Identity-Verified Actions With JWT

How identity-verified actions work: a JWT signed by your site proves who the visitor is before the chatbot touches their order, booking, or account.

Identity-Verified Actions With JWT

A visitor opens the chat and types "cancel my subscription." The bot could answer a generic question about how cancellation works. But this person is asking it to do something to their account, and the bot has no idea who they are. Should it go ahead? Of course not. That single gap, acting on a customer-specific request without proving who is asking, is where most "agentic" chatbots quietly get dangerous.

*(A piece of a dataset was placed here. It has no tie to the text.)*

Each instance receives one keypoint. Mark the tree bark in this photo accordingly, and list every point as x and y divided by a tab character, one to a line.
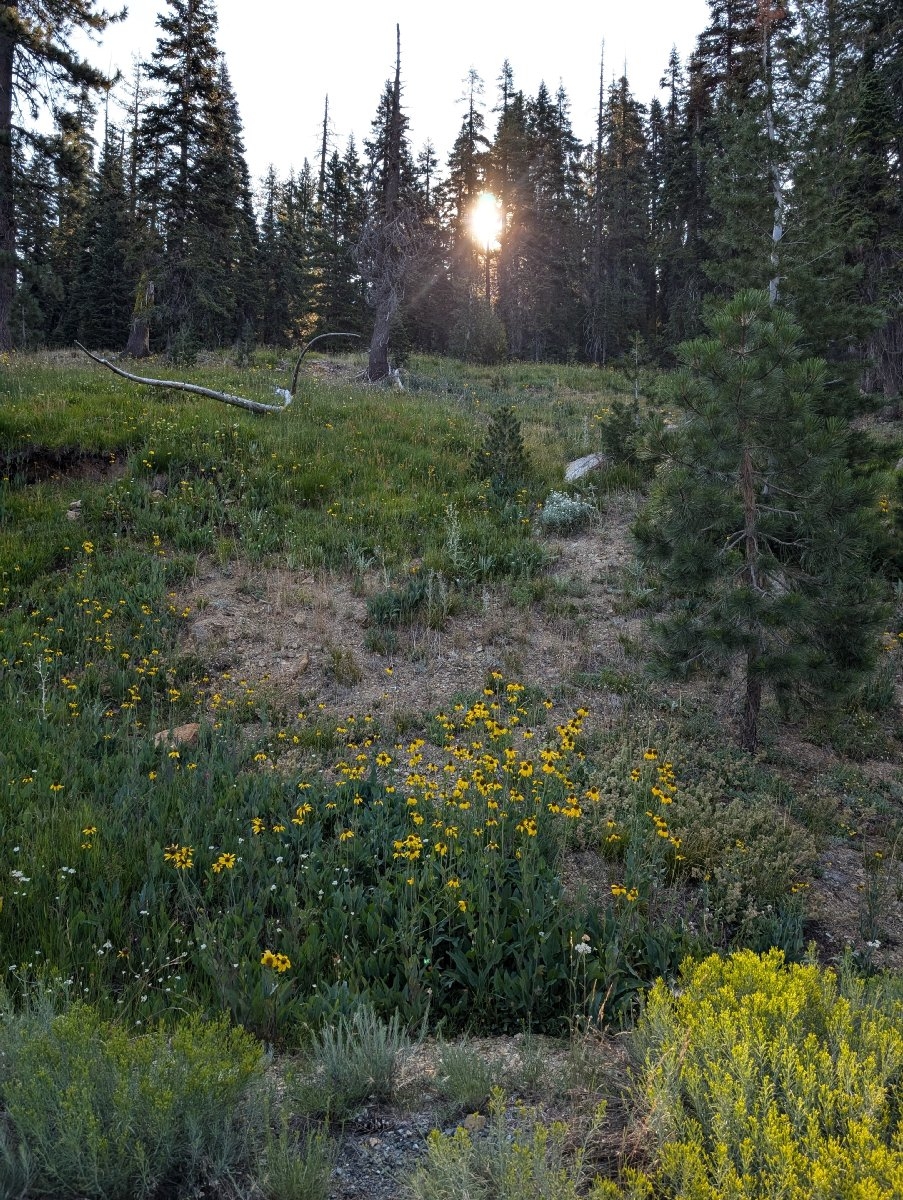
749	726
387	264
9	11
139	336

Identity-verified actions close that gap. Before the assistant reads an order, reschedules a booking, or changes a plan, it requires proof that the visitor is the account holder. That proof is a short, signed token your website hands to the widget. No proof, no customer-specific action. We treat this as a hard wall, not a nice-to-have, because the alternative is letting a stranger read someone else's data by typing the right sentence.

Open answers vs identity-gated actionsGeneralquestionAnswer fromknowledge baseMy order /my bookingVerifyidentityPersonalaction

What "identity-verified" actually means here

There are two very different kinds of requests a support assistant handles. The first is informational and applies to everyone: "what is your return window?", "do you ship to Canada?", "how do refunds work?". Those answers come from your knowledge base and need no identity at all. The bot grounds the reply in your real content and declines when the question falls outside it.

The second kind is personal: "where is my order?", "move my appointment to Friday", "pause my subscription." These touch one specific customer's records. A generic answer is useless here, and a wrong answer is worse than useless, because it might expose data that belongs to someone else. So the line we draw is simple. Anything that reads or changes a single customer's data sits behind an identity check, while everything else stays open. We call these identity-gated actions: the gate is the identity, and the gate decides whether the assistant acts.

"Identity-verified" means the assistant has a trustworthy answer to one question before it acts: who is this visitor, and did a system I trust vouch for them? Not the visitor's word for it. Not an email they typed into the chat. A token, signed by your own backend, that the assistant can verify and cannot be faked.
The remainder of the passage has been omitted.